Python 3: os.walk() 文件路径 UnicodeEncodeError: 'utf-8' codec can't encode: surrogates not allowed

Question

提问by Collin Anderson

This code:

这段代码：

for root, dirs, files in os.walk('.'):
    print(root)

Gives me this error:

给我这个错误：

UnicodeEncodeError: 'utf-8' codec can't encode character '\udcc3' in position 27: surrogates not allowed

How do I walk through a file tree without getting toxic strings like this?

如何遍历文件树而不会得到这样的有毒字符串？

Answer 1

采纳答案by Mark Tolonen

On Linux, filenames are 'just a bunch of bytes', and are not necessarily encoded in a particular encoding. Python 3 tries to turn everything into Unicode strings. In doing so the developers came up with a scheme to translate byte strings to Unicode strings and back without loss, and without knowing the original encoding. They used partial surrogates to encode the 'bad' bytes, but the normal UTF8 encoder can't handle them when printing to the terminal.

在 Linux 上，文件名“只是一堆字节”，不一定以特定编码进行编码。Python 3 尝试将所有内容转换为 Unicode 字符串。在这样做的过程中，开发人员提出了一种方案，可以将字节字符串转换为 Unicode 字符串并返回而不会丢失，并且不知道原始编码。他们使用部分代理来编码“坏”字节，但是在打印到终端时，普通的 UTF8 编码器无法处理它们。

For example, here's a non-UTF8 byte string:

例如，这是一个非 UTF8 字节字符串：

>>> b'C\xc3N'.decode('utf8','surrogateescape')
'C\udcc3N'

It can be converted to and from Unicode without loss:

它可以在不丢失的情况下与 Unicode 相互转换：

>>> b'C\xc3N'.decode('utf8','surrogateescape').encode('utf8','surrogateescape')
b'C\xc3N'

But it can't be printed:

但是不能打印：

>>> print(b'C\xc3N'.decode('utf8','surrogateescape'))
Traceback (most recent call last):
  File "<stdin>", line 1, in <module>
UnicodeEncodeError: 'utf-8' codec can't encode character '\udcc3' in position 1: surrogates not allowed

You'll have to figure out what you want to do with file names with non-default encodings. Perhaps just encoding them back to original bytes and decode them with unknown replacement. Use this for display but keep the original name to access the file.

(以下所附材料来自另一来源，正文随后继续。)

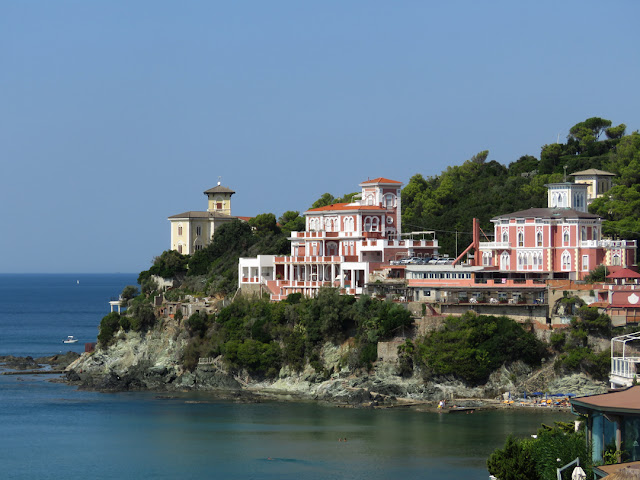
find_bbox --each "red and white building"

你必须弄清楚你想用非默认编码的文件名做什么。也许只是将它们编码回原始字节并使用未知替换对其进行解码。使用它来显示但保留原始名称以访问文件。

>>> b'C\xc3N'.decode('utf8','replace')
C?N

os.walkcan also take a byte string and will return byte strings instead of Unicode strings:

os.walk也可以采用字节字符串，并将返回字节字符串而不是 Unicode 字符串：

for p,d,f in os.walk(b'.'):

Then you can decode as you like.

然后你可以随意解码。

Answer 2

回答by Collin Anderson

I ended up passing in a byte string to os.walk()which will apparently return byte strings instead of incorrect unicode strings

我最终传入了一个字节字符串，os.walk()该字符串显然会返回字节字符串而不是不正确的 unicode 字符串

for root, dirs, files in os.walk(b'.'):
    print(root)

Answer 3

回答by Walker Hale IV

Filter with sedor grep:

用sed或过滤grep：

set | sed -n '/^[a-zA-Z0-9_]*=/p'
# ... or ...
set | grep '^[a-zA-Z0-9_]*='
# ... or ...
set | egrep '^[_[:alnum:]]+='

This is sensitive to how crazy your variable names are. The last version should handle most crazy things.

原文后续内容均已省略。